Contemporary Artemis appears in fiction frequently. In Rick Riordan’s Percy Jackson series she leads the Hunters of Artemis, a band of immortal maidens who forswear romantic relationships. In Neil Gaiman’s American Gods she makes a brief appearance as one of the older gods. The goddess has also given her name to NASA’s Artemis program, which aims to return humans to the Moon, a direct acknowledgment of her identity as the Roman goddess of the moon.
Myths and facts
Several misunderstandings about Artemis and her worship are common enough to address directly.
- Artemis is often described as purely a moon goddess. In classical Greek religion she was primarily a goddess of the hunt, wilderness, and the protection of young women. Her lunar aspect was significant but was shared with or assigned to Selene and Hecate in different contexts. Her conflation with the moon as primary identity developed partly through her Roman identification with Diana and partly through later syncretic processes.
- It is sometimes claimed that Artemis and Diana are interchangeable in all respects. They share most attributes but are distinct in their origins. Diana had an ancient Italic cult at Lake Nemi that predates the Greek influence; her specific role as a woodland goddess of the Latin peoples carries distinct cultural characteristics. Many scholars treat them as related but not identical.
- The story that Artemis demanded the sacrifice of Iphigeneia is often told as evidence of her cruelty. In most versions of the myth, Agamemnon’s sacrifice of his daughter was demanded as punishment for killing one of the goddess’s sacred deer and boasting that he was a better hunter. Some versions, including Euripides’ Iphigeneia in Tauris, have Artemis substitute a deer for Iphigeneia at the last moment and take the girl as a priestess instead, which complicates any simple reading of cruelty.

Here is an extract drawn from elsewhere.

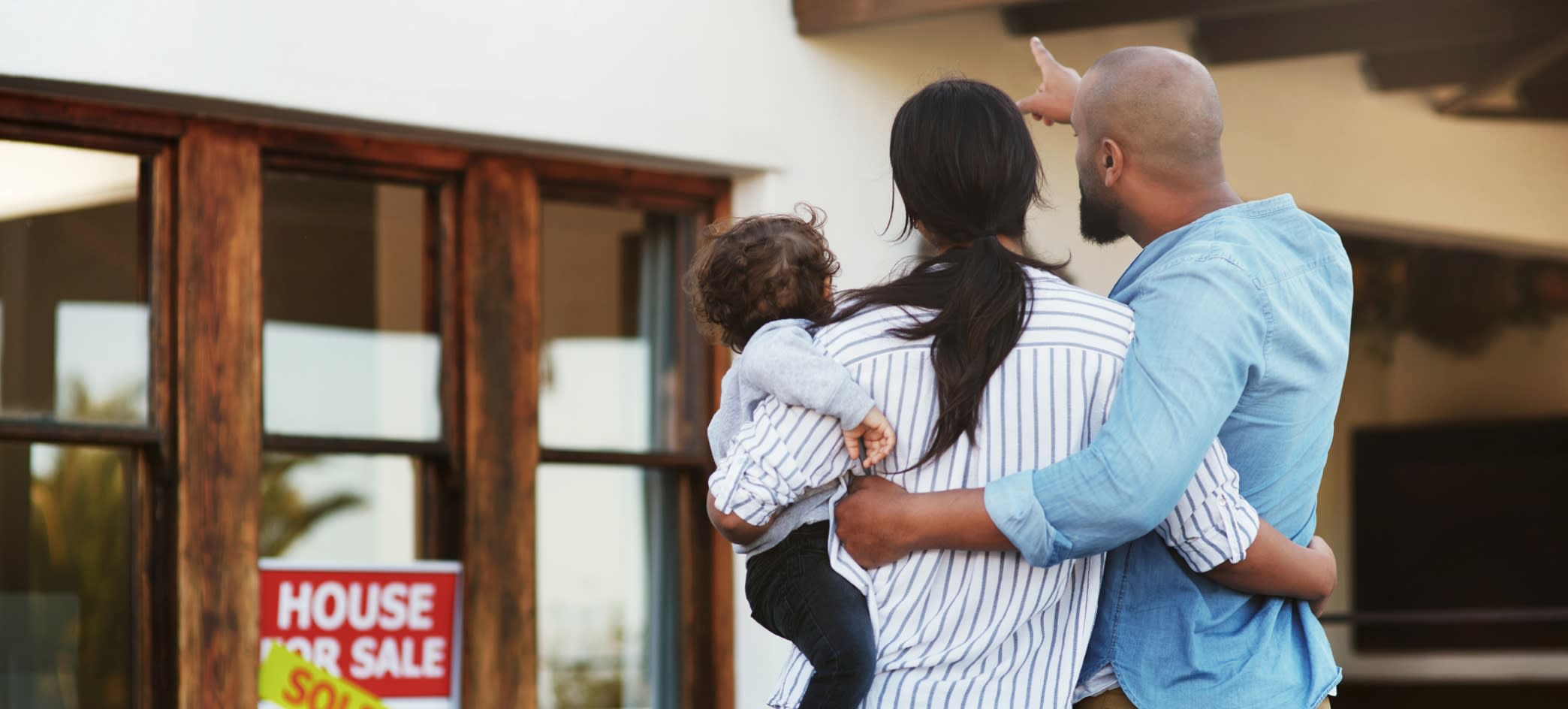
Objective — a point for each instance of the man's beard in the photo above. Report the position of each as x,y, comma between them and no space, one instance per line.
1098,220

- Many popular sources claim that Artemis is the same as Hecate. They are distinct deities with different functions and mythological histories, though both are associated with the moon and with women’s mysteries. Conflating them flattens important distinctions in both figures.
- It is often assumed that Artemis’s virginity makes her a cold or inaccessible goddess. Her devotees in antiquity, particularly women and girls, experienced her as a fiercely protective and closely present guardian whose commitment to their welfare was precisely expressed through her independence from male authority.
People also ask
Questions
What is Artemis the goddess of?
Artemis governs the hunt, wilderness, wild animals, the moon, childbirth, and the protection of young women and children. She is also a goddess of chastity, autonomy, and the uncultivated spaces beyond human settlement.
What are Artemis's sacred symbols?
Her primary symbols are the silver bow and arrow, the crescent moon, the deer, the cypress tree, and the hunting dog. She is associated with the number three and with silver as a metal.
How do you work with Artemis in ritual?
Practitioners typically approach Artemis outdoors if possible, by moonlight or in a woodland setting. Silver candles, cypress oil, deer imagery, and offerings of water, honey, or grain are traditional. She is called upon for protection, for sovereignty over one's own life, and for connection to wild nature.
Is Artemis the same as Diana?
Artemis was identified with the Roman goddess Diana, and their mythologies became largely merged by the late classical period. Diana carries some distinct Italic characteristics, particularly in her strong association with the moon and with the cult at Lake Nemi, but they share most attributes and are often treated as the same deity in contemporary practice.